寻海赌气似的看着我们几个人,水汪汪的大眼睛里纠结着各种复杂的情绪,有不甘,也有委屈,看着像挨欺负了似的。他不开口,我们自然不便主动表态。正面面相觑的时候,电话铃突然响了起来。寻海从短裤的口袋里摸出手机,放在耳边听了一会儿,低着头把手机递给了明弓。明弓用空着的那只手接过电话放在耳边,一边安抚性的冲着我笑了笑。
电话里声音并不大,我只能听到是个女人的声音。明弓应了两声,又说了一句“我没意见”就把手机递还给了寻海。手机那一端的女人不知说了什么,寻海答应了一声,用一种不怎么甘心的目光轮流打量着我们。
我觉得他的意思大概是想让我们先开口,但是我们谁也没动,他只好自己先开口,“我姐说她在前面码头等着我们。”
狼牙看着明弓,明弓则看着我,我反问寻海,“你姐姐在码头等我们,那你呢?”
寻海轻轻哼了一声,“我答应过的事,当然会做到。”
“我欠你们的人情会用同样认真的态度来还。”我很认真的看着他。对于我来说,这是一个保证,一个必然会实现的诺言。
寻海的表情略略有些缓和,他冲着我们摆了摆手,“走吧。”
狼牙把包甩到背上,率先跟了上去。明弓揽住我的肩膀大步流星地跟了上去。这是一个带有保护意味的动作,虽然我从不以为自己需要谁的保护,但是这个动作由他做来,却让我觉得格外的……温暖。
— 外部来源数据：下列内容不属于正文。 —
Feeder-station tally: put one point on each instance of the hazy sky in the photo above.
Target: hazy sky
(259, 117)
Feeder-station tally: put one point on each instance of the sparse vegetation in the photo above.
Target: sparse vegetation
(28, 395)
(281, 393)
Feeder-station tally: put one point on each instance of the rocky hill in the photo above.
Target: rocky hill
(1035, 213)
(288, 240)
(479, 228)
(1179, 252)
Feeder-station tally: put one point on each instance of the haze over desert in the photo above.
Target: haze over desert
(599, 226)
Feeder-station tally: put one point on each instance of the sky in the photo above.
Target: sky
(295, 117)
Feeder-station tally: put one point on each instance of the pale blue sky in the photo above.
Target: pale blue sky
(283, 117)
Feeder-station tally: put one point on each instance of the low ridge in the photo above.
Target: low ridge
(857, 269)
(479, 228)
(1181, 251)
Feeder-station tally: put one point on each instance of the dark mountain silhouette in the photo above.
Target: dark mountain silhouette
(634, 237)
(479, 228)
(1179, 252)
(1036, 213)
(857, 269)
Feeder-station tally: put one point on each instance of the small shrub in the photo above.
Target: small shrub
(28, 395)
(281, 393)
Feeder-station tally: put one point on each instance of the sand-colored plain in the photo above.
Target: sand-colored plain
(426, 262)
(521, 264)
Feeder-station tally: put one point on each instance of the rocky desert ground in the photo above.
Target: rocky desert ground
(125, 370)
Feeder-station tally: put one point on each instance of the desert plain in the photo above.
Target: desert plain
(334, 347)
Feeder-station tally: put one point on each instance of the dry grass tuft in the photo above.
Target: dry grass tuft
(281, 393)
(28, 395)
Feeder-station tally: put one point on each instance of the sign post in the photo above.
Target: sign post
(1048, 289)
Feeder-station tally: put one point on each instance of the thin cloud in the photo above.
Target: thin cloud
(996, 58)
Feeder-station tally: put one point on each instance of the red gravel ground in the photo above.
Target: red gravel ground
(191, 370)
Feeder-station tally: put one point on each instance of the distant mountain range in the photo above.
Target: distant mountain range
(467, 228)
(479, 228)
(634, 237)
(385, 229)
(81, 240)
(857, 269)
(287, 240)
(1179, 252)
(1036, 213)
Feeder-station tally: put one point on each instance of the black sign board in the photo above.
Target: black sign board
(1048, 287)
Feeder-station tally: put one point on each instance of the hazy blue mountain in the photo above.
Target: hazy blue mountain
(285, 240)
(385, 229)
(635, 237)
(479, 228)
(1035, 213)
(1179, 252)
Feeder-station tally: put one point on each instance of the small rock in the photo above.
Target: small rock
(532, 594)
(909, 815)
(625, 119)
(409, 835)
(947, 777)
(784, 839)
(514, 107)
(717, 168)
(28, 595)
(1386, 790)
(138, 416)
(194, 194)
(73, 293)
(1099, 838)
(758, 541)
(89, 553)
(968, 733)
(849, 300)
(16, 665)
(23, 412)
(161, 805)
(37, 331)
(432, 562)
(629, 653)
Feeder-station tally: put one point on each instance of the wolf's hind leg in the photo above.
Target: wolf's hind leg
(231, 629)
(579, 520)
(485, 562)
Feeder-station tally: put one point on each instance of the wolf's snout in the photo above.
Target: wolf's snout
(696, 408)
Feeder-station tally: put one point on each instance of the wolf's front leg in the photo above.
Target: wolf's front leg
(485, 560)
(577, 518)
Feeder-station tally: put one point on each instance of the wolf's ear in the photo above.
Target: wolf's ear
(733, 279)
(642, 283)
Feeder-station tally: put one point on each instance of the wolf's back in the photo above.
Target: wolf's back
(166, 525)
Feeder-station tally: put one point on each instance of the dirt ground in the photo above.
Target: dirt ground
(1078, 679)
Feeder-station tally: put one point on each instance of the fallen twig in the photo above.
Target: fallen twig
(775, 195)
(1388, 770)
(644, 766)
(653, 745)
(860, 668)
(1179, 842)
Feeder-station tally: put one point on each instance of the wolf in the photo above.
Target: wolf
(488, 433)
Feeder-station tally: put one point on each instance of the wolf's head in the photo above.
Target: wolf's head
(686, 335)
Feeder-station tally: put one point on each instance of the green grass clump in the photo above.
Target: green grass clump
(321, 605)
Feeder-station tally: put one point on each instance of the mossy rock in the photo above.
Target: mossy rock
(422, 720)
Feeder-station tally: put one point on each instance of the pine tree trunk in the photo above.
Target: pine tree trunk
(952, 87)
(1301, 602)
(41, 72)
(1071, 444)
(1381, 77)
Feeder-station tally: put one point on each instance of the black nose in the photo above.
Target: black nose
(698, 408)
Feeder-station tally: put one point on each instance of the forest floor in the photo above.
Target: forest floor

我忽然觉得有他在身旁,无论前方会遇到什么都不会让人感到紧张了。
快艇经过码头的时候并没有停下来,只是在靠近码头的地方减速,然后便挑头直奔深海的方向。我心里模模糊糊有种预感,觉得海伦一定是跟了上来,也许就在脚下的某个地方,或许已经游到了我们的前面。
海上的雾气越来越浓,到了黄昏的时候已经和头顶沉沉的阴云融在了一起。太阳已经落山,海水和雾气都变成了一种黯淡的颜色,灰蒙蒙的。厚重的雾气仿佛隔绝了整个世界,除了发动机的声音还在单调地轰响,连海浪的起伏都仿佛静止了下来。
不知察觉了什么,寻海关掉了游艇,任凭小船随着海潮的涌动慢慢的飘动。他的表情十分严肃,像是在留神分辨暗处传来的什么声音,搞得我也不自觉的屏住了呼吸。
寂静中,不远处的海面上传来哗啦一声水响,长着耀眼的银色发丝的美人鱼浮出了海面,修长的手指指着前方雾气最浓重的地方低声说:“入口就在那里。”
寻海的视线从我们脸上一一扫过,最后停在了明弓的脸上,“我们等不了太久,你们最好动作快一点。”